Voters are a group of people gathered around to make some decision or express their opinion often in discussions, debates and election campaigns. Voters support their favourite candidates, they go to rallies and listen what their favourite candidates has to say, they analyze them, agree or disagree with them, and in the end, and they make the final decision on Election Day. However, at the Election Day, not all of the supporters vote for their desired candidate which they supported throughout the year, not all voters are faithful to their candidate.
To make things more clear, let's use the 2008 United States Presidential Elections as an example: candidates Barack Obama and John McCain, and qualified voters/electors.
It appears that Americans are fascinated with democratic candidate Barack Obama, possibly more so than with any other Presidential candidate in US history; many talk about him, adore him, and cheer for him.
On the other side, republican candidate John McCain was selected in the US primaries a long time before Obama, it was clear that he was chosen one on this side, but it looks like people are not so hot for him as they are for Obama.
According to these indicators, we may feel that Barack Obama will become new President of the United States, but will he?
The chances for Barack Obama to become the next President may not be as good as they look. Yes, people are hot for him, but electors are not to be trusted. Electors like something new, new radical changes, new and different politician, new ideas, and fresh promises, among others. However, it does not necessary means they will vote for the same. For Obama it would be better if he had less attention, his chances to win would be better.
On Election Day many people change their minds and do the opposite of what they were saying, promising, cheering and longing for throughout the election campaign. Voters are just regular people, and on Election Day they realize the show is over and start thinking in different directions. Voters are very interesting; they often say one thing and do other. It is obvious that voters complain and criticize about certain politicians day by day and in the end, vote for them. It appears that as more mistakes and scandals a politician makes and do nothing for the nation, the more chances are that voters will vote for him, especially for the second time. As an example, take a look at George W. Bush, Bill Clinton, Jacques Chirac, Silvio Berlusconi, among others.
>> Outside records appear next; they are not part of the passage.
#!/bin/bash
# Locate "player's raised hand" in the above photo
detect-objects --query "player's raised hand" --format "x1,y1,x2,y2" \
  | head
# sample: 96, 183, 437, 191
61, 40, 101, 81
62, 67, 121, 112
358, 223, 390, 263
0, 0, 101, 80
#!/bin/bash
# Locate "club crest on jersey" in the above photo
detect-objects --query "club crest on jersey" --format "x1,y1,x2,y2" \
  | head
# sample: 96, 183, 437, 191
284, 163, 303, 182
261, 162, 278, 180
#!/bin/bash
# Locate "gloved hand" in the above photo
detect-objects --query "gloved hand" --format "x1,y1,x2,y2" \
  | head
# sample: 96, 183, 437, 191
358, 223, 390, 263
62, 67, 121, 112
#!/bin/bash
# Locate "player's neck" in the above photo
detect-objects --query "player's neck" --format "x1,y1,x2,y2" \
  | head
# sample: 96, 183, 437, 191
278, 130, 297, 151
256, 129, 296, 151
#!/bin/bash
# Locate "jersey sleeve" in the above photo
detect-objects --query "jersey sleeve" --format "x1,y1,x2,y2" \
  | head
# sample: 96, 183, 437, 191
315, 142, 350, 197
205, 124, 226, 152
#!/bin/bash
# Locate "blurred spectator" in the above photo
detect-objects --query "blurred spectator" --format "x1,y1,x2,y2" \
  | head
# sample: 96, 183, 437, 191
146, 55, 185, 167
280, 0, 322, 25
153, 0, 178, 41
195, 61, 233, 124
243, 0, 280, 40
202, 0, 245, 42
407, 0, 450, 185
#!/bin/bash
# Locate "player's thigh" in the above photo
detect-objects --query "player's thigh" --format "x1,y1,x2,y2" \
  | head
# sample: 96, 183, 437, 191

In the end, democracy is not like a communist regime; in democracy it may not really be as important which politician or candidate comes to power, as long as democracy continues to be the ruling mechanism; as long as they do not take extra power. The system will continue to work; plans and ideas will continue to be executed, no matter who is in charge. The only thing that is changing is the interests of the financiers or ruling elite who financed the elected candidate. If financiers are from weapons industry, then there will be new wars. We may prefer financiers from the toy industry, with toys for everyone.